Continuous Positive Airway Pressure and Oral Appliances Treatments in Mild Obstructive Sleep Apnea (OSAS)

Treatment response of mild obstructive sleep apnea (OSA) to continuous positive airway pressure (CPAP) therapy and oral appliance (OA) is still controversial. The aim of this study is to evaluate the effect of CPAP and OA treatment on: objective and subjective sleepiness, cognitive deficits, mood changes, quality of life, inflammatory profile and metabolic cardiovascular and hormonal alterations in mild OSA subjects. Subjects with mild OSA (apnea -hypopnea index of 5 or more events per hour of sleep and less than 15), both genders, body mass index lower than 35Kg/m2 and age between 18 to 65 years will be included. They also must have a minimum mandibular protrusion of 7mm. Subjects will be randomly distributed in three groups: group 1 with CPAP, group 2 with OA and group 3 will be the control.

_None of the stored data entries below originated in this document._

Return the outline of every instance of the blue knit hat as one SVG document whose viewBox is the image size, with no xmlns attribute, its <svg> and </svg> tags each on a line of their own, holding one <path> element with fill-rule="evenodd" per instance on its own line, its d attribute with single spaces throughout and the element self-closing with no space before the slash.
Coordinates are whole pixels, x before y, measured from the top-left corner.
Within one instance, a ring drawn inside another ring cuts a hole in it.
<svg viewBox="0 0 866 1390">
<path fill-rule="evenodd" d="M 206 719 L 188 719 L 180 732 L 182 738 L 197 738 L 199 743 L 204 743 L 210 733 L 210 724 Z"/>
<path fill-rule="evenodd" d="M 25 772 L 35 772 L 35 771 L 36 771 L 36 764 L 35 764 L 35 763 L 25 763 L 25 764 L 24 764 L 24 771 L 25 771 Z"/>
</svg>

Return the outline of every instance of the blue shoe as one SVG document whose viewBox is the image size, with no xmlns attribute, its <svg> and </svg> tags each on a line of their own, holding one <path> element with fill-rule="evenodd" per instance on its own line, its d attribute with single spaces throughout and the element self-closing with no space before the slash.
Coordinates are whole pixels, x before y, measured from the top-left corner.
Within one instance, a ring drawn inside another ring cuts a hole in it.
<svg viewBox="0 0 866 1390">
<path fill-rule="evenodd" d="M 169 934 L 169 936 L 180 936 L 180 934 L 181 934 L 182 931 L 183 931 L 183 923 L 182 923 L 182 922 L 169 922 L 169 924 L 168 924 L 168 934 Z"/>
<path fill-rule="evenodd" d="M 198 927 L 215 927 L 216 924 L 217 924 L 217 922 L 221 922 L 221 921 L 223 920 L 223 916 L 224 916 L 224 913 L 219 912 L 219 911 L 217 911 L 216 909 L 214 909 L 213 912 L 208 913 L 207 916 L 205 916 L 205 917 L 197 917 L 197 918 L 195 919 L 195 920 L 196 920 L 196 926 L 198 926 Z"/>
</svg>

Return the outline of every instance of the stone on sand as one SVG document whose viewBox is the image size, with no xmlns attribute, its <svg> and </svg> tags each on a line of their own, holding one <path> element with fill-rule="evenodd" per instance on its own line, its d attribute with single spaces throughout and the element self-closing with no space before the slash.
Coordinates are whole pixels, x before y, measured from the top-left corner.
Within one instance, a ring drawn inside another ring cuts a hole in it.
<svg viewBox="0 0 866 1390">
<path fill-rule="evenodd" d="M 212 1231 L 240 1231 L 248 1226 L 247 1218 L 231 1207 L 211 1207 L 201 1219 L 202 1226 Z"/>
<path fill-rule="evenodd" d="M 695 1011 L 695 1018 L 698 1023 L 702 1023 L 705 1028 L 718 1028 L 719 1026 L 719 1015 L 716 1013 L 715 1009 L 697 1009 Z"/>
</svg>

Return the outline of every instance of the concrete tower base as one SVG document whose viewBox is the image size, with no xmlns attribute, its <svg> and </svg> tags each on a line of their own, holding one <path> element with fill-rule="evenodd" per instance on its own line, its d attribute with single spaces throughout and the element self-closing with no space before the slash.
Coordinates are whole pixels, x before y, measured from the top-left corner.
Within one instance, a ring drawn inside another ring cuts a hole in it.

At baseline evaluation, six months, one year and three years, all subjects will be submitted to sleep questionnaires, physical examination, ear-nose and throat evaluation, baseline polysomnography (and with CPAP for groups 1), Epworth Sleepiness Scale, Karolinska Sleepiness Scale, Stanford Sleepiness Scale, Maintenance of Wakefulness Test, Chalder Fatigue Scale, Neurocognitive testing, Beck Inventories of anxiety and depression, Functional Outcomes of Sleep Questionnaire (FOSQ), WHOQOL-BREF quality of life questionnaire, Short Form-36 quality of life questionnaire, questionnaire for sexual dysfunction, blood analysis for inflammatory, metabolic and hormonal evaluation, assessment of heart rate variability, 24 hour blood pressure monitoring and endothelial dysfunction. Sleep hygiene care was offer to three groups. Analysis mean and standard deviation will be used for descriptive statistical and a general linear model will be applied for analysis within groups on different time.